# I really didn't think this could be real.....



## LEAFdriver (Dec 28, 2014)

*......but it was! Has anyone ever gotten a bigger power zone bonus? 
(Ended up making $41.89)

Added to my $18 Streak Bonus....made $80 in 1.5 hrs. Came home early! *


----------



## Illini (Mar 14, 2019)

That's what happens when a few hundred people leave Six Flags at the same time.
My largest PPZ was about $25.


----------



## LEAFdriver (Dec 28, 2014)

Illini said:


> That's what happens when a few hundred people leave Six Flags at the same time.
> My largest PPZ was about $25.


Well....ride #1 wasn't 6 Flags....but the next 2 were!


----------



## bobby747 (Dec 29, 2015)

Ya I had few a out the same. My buddy had a $54 once...I do 99% uber.


----------



## EagleWolfSparrow (Aug 7, 2021)

Happy you guys meet good riders.

Bad riders will just cancel and then your bonus will be GONE lol


----------



## Amos69 (May 17, 2019)

EagleWolfSparrow said:


> Happy you guys meet good riders.
> 
> Bad riders will just cancel and then your bonus will be GONE lol


Two years.

99.989% of my fares were good riders or better.


----------



## EagleWolfSparrow (Aug 7, 2021)

Amos69 said:


> Two years.
> 
> 99.989% of my fares were good riders or better.


Lucky you.

I just met a rider yesterday...Lyft base right with 3STOPS

1st Stop she tell me she is just getting her drug at Smith store.

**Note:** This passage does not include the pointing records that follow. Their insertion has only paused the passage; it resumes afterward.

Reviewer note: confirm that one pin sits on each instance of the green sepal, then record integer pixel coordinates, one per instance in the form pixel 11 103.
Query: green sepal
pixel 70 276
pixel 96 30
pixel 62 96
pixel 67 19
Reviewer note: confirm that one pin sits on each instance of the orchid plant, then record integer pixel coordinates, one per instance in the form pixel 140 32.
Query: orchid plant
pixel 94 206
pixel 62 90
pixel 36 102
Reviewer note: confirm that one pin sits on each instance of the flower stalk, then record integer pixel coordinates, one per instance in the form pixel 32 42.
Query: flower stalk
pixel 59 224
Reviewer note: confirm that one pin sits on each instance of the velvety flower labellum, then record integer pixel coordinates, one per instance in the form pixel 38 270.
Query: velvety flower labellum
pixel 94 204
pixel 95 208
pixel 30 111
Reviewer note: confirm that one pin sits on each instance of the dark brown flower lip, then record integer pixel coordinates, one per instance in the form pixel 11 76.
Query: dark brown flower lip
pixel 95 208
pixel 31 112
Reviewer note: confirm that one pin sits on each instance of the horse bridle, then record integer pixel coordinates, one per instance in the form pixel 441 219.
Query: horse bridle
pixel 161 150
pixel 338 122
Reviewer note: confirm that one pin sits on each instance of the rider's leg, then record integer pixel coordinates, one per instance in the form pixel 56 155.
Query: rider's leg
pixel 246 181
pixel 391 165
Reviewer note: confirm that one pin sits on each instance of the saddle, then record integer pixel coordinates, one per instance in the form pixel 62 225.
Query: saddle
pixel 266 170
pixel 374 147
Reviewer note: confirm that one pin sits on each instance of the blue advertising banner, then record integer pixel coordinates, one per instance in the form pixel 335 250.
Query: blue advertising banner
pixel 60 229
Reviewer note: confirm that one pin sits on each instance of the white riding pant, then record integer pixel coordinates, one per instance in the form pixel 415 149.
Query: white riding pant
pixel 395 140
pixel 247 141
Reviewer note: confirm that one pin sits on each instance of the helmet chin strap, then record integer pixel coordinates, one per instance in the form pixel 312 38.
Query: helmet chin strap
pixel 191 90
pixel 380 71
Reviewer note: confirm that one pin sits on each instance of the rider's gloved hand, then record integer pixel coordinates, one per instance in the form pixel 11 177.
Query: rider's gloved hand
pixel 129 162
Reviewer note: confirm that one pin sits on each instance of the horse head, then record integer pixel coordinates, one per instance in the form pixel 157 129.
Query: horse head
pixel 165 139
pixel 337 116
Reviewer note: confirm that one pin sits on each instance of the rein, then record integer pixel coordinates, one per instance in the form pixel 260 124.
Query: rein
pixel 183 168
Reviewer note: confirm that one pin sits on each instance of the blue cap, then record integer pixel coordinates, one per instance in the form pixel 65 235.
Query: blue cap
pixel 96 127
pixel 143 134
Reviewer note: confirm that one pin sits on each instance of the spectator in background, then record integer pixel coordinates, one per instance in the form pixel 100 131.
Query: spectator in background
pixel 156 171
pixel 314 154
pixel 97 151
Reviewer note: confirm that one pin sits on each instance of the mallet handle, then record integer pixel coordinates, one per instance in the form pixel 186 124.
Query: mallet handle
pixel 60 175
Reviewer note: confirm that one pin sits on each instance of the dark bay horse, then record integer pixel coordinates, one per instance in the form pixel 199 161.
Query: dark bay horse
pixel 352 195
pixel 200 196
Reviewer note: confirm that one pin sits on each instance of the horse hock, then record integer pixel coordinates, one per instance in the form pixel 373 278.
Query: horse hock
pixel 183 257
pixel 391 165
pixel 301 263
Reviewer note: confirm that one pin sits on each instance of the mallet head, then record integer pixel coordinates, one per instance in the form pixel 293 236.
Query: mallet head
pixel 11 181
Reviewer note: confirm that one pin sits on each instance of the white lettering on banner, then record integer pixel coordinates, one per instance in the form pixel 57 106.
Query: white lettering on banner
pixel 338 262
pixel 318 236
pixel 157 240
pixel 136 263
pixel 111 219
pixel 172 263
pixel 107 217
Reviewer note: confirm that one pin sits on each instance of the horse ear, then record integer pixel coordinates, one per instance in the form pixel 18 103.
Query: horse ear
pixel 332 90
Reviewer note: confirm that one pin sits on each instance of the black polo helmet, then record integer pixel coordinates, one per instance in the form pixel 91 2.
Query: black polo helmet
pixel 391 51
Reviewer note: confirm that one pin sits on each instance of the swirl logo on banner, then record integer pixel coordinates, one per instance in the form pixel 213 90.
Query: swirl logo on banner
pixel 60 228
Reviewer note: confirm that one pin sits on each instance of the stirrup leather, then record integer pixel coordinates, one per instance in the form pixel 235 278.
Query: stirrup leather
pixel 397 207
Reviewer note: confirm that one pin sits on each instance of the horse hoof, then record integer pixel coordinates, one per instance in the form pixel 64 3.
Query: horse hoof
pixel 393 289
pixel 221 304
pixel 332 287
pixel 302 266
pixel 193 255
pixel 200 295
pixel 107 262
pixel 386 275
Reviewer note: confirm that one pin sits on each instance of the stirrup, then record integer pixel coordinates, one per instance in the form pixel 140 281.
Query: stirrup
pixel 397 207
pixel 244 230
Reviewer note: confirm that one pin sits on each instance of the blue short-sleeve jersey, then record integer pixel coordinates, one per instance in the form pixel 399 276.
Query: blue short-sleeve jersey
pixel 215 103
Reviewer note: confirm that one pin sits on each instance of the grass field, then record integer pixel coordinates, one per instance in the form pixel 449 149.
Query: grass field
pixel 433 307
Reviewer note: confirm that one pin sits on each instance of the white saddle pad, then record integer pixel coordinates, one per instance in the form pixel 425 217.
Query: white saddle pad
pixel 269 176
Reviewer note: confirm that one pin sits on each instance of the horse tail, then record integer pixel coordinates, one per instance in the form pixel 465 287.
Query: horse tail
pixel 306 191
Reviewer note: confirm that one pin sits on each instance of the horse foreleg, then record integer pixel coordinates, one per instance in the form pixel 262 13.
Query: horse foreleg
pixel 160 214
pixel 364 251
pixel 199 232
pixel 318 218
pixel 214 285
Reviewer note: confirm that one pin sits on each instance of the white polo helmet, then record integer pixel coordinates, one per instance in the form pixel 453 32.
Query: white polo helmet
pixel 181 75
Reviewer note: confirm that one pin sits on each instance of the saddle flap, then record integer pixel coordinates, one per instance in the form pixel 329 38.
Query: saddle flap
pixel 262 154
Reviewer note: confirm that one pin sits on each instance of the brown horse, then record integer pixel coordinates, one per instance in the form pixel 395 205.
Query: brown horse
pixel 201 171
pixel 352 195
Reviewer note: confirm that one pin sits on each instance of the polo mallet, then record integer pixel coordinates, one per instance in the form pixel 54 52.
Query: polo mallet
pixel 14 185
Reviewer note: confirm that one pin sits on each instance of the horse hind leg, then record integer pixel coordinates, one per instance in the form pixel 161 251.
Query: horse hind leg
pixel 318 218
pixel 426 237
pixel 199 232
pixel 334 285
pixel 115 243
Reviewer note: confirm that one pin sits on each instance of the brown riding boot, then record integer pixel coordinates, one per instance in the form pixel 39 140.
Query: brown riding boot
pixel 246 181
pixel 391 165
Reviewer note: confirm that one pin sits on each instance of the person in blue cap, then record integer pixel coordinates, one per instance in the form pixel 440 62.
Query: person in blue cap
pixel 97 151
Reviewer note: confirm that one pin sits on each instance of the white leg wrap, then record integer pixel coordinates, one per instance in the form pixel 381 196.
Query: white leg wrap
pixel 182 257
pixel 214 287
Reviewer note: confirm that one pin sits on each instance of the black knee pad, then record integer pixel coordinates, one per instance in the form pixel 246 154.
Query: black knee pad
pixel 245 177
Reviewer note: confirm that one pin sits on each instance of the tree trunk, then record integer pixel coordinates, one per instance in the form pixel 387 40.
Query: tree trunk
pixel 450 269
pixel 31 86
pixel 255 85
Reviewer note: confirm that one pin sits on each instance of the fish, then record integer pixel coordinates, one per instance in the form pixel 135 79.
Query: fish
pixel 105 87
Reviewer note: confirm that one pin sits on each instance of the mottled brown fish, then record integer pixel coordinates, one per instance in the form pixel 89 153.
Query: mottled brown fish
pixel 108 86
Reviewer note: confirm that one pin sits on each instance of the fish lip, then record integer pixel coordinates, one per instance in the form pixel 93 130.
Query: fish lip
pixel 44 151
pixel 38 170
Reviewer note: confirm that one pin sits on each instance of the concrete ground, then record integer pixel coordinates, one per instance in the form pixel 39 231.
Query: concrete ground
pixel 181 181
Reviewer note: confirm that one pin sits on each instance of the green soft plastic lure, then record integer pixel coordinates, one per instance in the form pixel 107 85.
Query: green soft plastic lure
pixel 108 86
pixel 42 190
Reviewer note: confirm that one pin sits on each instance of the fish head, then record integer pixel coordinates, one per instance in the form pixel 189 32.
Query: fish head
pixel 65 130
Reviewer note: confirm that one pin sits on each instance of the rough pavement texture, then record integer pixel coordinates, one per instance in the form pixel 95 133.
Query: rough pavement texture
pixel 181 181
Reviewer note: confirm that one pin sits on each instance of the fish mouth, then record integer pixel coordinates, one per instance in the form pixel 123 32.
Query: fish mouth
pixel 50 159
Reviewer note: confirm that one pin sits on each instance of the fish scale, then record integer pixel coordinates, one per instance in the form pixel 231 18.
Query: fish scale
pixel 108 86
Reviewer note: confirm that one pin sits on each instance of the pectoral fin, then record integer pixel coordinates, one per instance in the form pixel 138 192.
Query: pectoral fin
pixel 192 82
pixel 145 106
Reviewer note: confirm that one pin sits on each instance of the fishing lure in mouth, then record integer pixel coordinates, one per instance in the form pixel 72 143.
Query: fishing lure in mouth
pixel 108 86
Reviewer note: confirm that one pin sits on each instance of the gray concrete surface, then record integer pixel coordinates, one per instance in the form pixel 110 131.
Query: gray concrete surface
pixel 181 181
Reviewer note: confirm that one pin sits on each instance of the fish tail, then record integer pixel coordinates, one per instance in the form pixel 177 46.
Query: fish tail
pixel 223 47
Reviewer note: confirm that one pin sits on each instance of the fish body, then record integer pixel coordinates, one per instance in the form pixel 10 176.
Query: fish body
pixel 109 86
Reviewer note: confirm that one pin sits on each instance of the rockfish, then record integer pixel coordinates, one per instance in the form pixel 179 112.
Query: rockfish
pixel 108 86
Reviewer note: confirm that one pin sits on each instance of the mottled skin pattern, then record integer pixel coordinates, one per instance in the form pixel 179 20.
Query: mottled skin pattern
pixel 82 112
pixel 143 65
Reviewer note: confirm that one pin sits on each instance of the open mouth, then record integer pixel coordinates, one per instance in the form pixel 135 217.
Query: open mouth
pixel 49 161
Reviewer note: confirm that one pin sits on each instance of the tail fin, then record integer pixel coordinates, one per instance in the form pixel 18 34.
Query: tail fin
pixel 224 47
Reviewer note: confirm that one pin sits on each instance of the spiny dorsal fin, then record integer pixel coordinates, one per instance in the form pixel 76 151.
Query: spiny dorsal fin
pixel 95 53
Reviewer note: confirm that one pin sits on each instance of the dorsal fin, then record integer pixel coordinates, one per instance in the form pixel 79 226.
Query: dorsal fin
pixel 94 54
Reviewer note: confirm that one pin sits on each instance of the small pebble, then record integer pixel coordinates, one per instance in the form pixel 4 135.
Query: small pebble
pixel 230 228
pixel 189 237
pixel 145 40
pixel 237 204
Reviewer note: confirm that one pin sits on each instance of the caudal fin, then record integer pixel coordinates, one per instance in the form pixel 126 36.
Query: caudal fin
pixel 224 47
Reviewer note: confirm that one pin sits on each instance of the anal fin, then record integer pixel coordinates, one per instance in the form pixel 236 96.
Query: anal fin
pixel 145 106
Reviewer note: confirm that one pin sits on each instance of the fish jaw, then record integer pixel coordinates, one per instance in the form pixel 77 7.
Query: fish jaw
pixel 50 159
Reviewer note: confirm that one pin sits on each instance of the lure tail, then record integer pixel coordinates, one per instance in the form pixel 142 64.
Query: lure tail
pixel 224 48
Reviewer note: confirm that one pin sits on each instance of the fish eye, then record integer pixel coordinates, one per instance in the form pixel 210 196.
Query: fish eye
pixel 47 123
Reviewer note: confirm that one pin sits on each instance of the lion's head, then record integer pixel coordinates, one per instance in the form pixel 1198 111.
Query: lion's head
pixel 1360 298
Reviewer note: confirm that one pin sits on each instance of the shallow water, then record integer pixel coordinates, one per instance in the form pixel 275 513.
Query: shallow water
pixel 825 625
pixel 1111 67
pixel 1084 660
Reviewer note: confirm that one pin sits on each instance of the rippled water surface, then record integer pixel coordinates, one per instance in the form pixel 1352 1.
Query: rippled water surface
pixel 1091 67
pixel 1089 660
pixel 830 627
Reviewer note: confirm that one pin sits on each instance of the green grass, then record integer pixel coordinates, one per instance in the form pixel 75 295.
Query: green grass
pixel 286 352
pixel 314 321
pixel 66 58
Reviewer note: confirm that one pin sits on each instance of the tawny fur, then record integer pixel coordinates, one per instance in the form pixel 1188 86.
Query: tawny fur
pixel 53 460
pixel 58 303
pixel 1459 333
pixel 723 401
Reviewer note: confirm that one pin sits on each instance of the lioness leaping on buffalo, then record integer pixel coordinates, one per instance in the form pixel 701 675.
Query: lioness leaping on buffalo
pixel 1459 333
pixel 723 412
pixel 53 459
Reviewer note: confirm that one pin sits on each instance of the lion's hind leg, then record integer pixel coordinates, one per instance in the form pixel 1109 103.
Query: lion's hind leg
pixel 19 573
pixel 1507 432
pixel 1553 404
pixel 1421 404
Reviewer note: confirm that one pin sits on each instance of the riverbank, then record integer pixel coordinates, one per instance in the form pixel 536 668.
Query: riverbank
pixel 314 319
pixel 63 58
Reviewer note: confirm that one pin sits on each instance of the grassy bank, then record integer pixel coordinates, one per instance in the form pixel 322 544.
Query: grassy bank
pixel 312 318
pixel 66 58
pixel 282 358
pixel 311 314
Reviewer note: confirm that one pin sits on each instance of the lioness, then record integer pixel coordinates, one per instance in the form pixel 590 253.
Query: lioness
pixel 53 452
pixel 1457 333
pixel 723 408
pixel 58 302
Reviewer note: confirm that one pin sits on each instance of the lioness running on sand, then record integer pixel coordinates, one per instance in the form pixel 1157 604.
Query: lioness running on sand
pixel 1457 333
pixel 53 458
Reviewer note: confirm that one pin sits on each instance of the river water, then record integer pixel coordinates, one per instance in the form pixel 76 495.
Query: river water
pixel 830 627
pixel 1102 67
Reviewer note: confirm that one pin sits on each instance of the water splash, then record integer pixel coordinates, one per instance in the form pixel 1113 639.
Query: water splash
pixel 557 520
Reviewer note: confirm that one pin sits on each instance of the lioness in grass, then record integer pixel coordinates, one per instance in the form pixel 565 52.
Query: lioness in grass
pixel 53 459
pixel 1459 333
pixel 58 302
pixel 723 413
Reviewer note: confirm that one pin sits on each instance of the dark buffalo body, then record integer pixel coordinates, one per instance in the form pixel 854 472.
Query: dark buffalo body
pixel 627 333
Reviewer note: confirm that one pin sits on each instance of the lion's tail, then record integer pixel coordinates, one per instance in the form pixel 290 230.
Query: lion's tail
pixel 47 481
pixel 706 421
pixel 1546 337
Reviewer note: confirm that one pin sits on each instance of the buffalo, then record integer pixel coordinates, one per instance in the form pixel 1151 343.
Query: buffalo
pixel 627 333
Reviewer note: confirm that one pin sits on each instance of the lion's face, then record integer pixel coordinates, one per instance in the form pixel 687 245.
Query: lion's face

I wait 15mins message her and she say right out.

30mins, I called her, she hang off the phone
I went into Smith Pharmacy. She wasn't there.

I cancel ride and contact Lyft support be like "This passenger disappeared after first stop, I hope shes ok"
Lyft support: "This ride 0.68 miles and 45mins, Here is your 7.44$ pay. You should always talk with passenger so you know how long you will wait"
Me: "She tell me she will be right out!"

WTF Lyft, passenger always lie about waiting time so driver wouldn't drive away , Lyft should TAKE OFF this BS "STOP" feature because most passenger abusing it.

Lesson learned, I should Never and ever wait for passenger lol I was just being nice


----------



## UberChiefPIT (Apr 13, 2020)

I dunno…

I’ll take a $70/hr weekend, over any unicorn personal power zone.


----------



## EagleWolfSparrow (Aug 7, 2021)

UberChiefPIT said:


> I dunno…
> 
> I’ll take a $70/hr weekend, over any unicorn personal power zone.
> View attachment 614116


Wow you work all that 23 hours in 3 days weekend .? Lux ride only or it's bonus at midnight?


----------



## 122819 (Sep 11, 2017)

LEAFdriver said:


> *......but it was! Has anyone ever gotten a bigger power zone bonus?
> (Ended up making $41.89)
> 
> Added to my $18 Streak Bonus....made $80 in 1.5 hrs. Came home early! *
> ...


Oh that's random rations Lyft gives to people. Gryft is just keeping you hooked with random bonus zones.


----------



## Ted Fink (Mar 19, 2018)

EagleWolfSparrow said:


> Happy you guys meet good riders.
> 
> Bad riders will just cancel and then your bonus will be GONE lol


I had this happen to me Saturday. is that normal on Lyft to lose your bonus if the pax cancels?


----------



## Frontier Guy (Dec 27, 2015)

Have had a couple of $40+ PPZ's, they are rare, but it happens


----------



## LEAFdriver (Dec 28, 2014)

Ted Fink said:


> I had this happen to me Saturday. _* is that normal on Lyft to lose your bonus if the pax cancels?*_


*No!* I don't know what @Eagle Wolf Sparrow meant. Anytime I got a PPZ bonus and the pax cancels....the bonus gets attached to the next ride.


----------



## Ted Fink (Mar 19, 2018)

LEAFdriver said:


> *No!* I don't know what @Eagle Wolf Sparrow meant. Anytime I got a PPZ bonus and the pax cancels....the bonus gets attached to the next ride.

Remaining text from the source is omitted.